Cole's preferences relevant here

  • No backwards-compat shims — if old behavior is replaced, replace it cleanly. Don't keep both paths "just in case."
  • Default to no comments in code; only when the why is non-obvious.
  • Hard kill switches required on both changes. For Phase 1 = no flag means existing behavior preserved. For Phase 2 = TELEGRAM_DIGEST_CARDS=0 reverts to text-only digest.
  • Surgical changes — don't refactor adjacent code. Match existing style of the file you're editing.
  • Verification before claiming done — run the test plan above and show output. Don't claim "verified" unless you actually ran it.
  • WarehouseAPI is NOT involved in this work — don't touch it.

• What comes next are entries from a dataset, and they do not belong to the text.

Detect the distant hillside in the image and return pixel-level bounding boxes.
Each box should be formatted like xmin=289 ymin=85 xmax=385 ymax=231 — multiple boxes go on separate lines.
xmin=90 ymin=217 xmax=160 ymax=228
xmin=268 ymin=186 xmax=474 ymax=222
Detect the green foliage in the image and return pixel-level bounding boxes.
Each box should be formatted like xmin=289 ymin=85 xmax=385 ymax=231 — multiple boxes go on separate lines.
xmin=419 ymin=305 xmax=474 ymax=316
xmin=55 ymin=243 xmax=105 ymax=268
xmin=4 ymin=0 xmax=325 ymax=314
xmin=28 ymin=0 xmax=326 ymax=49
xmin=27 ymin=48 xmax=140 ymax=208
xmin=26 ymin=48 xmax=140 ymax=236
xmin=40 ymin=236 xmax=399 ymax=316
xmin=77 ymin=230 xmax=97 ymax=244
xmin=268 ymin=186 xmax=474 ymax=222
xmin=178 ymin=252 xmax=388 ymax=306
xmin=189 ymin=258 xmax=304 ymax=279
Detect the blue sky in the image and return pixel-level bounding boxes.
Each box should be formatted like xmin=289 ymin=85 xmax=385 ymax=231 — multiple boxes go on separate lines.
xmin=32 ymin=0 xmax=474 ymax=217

What the prior session (this one) confirmed

  • Current tier1_log.jsonl: does not exist (0 applies).
  • Current feedback.jsonl: 1 row from 2026-06-12.
  • Current pending/: 1 thread (2026-06-16-2066882971374678057-*.md) waiting for digest drain.
  • Current done/: 10 threads processed since late May, regular cadence.
  • Telegram watcher has zero callback_query / inline-keyboard support today (greenfield for Phase 2).
  • Scrape ran successfully this morning 06:44 — pipeline upstream of these changes is healthy.

If you discover anything else broken upstream while doing this work, log it to agent-council.md rather than fixing it inline. Stay scoped.


Build Phase 1 first. Verify it produces tier1_log.jsonl rows. THEN build Phase 2. Phase 1 is lower-risk (file-system + existing Claude session pattern), and once it ships, Cole gets visible Tier 1 activity even before Phase 2 lands.

Good luck. Update execution log in ~/ai-projects/mission-control/plans/telegram-digest-loop-closer.md as you work.